With the cost of renewables dropping due to new technologies, the Prime Minister said it lacks the baseload power required when the sun doesn’t shine, and the wind doesn’t blow.
Mr Turnbull said energy storage has been “long neglected” in Australia and will also be a priority this year.
“Last week at my request, ARENA and the Clean Energy Finance Corporation, agreed to work together on a new funding round for large-scale storage and other flexible capacity projects including pumped hydro.
“I’ve also written to Alan Finkel, asking him to advise on the role of storage and pumped hydro in stabilising the grid.
“Large-scale storage will support variable renewables like wind and solar.
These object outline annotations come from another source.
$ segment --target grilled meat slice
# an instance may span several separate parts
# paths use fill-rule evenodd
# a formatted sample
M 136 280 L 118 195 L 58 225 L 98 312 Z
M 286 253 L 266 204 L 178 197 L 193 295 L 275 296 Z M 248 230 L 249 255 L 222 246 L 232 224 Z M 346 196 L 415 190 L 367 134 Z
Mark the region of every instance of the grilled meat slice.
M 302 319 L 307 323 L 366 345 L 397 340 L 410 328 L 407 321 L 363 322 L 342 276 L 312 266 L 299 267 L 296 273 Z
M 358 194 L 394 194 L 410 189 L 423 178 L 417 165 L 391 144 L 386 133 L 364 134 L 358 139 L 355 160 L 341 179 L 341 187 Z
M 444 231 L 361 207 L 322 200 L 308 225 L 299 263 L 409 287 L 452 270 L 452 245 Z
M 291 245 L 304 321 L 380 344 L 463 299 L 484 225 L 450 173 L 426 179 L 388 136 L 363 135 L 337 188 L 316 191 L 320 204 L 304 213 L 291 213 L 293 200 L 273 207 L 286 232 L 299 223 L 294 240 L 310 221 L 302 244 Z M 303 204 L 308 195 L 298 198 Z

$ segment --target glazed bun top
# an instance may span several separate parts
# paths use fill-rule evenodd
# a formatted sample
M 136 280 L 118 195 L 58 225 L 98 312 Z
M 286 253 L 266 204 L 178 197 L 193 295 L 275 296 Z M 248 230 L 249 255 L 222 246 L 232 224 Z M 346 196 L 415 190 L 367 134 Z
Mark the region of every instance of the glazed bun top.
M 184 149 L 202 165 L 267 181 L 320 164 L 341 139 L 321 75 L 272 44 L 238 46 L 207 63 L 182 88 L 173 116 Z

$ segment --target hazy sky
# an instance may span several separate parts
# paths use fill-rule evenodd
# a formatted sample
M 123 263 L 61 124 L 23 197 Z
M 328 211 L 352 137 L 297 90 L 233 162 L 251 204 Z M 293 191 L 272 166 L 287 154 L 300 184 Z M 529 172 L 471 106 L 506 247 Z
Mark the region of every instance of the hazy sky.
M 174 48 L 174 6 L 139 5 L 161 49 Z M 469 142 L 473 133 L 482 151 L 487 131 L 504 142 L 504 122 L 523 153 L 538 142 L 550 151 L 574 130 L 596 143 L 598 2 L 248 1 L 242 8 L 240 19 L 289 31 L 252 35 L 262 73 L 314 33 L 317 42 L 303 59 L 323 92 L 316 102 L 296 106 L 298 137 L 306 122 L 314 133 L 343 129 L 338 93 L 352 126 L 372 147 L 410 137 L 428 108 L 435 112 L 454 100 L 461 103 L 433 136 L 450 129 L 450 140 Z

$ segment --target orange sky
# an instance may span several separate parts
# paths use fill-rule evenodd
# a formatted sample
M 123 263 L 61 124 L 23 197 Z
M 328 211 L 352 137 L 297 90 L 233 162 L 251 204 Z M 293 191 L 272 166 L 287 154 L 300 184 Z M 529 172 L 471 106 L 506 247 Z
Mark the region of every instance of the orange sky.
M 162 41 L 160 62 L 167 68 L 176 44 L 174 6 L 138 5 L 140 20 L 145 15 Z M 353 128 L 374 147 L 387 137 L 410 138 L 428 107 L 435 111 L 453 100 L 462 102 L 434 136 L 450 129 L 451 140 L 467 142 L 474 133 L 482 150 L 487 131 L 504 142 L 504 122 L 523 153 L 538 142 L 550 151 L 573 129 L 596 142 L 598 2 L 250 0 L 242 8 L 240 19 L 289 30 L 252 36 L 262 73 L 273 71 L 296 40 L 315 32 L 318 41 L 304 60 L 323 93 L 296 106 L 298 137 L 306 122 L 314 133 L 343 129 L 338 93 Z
It will get more value out of existing baseload generation and it will enhance grid stability.
“There are only three significant – and only one of them is really substantial – pumped hydro storage schemes in Australia… if you are going to have a large percentage of variable renewable energy such as wind, you’ve got to be able to back that up.”
Touching on the South Australia blackouts in his speech, Mr Turnbull said the issue of energy security goes well beyond South Australia,
“We have an abundance of coal, gas, sun and wind resources, not to mention uranium. Yet our energy is among the most expensive in the OECD,” he said.
“States are setting huge renewable targets, far beyond that of the national RET, with no consideration given to the baseload power and storage needed for stability.
“South Australia – now with the most expensive and least secure energy has had its wake-up call – one storm blacked out the entire state.
“But Labor snores on, heedless of what awaits the rest of the country if Labor governments and would-be governments continue their mindless rush into renewables. This is not good enough.”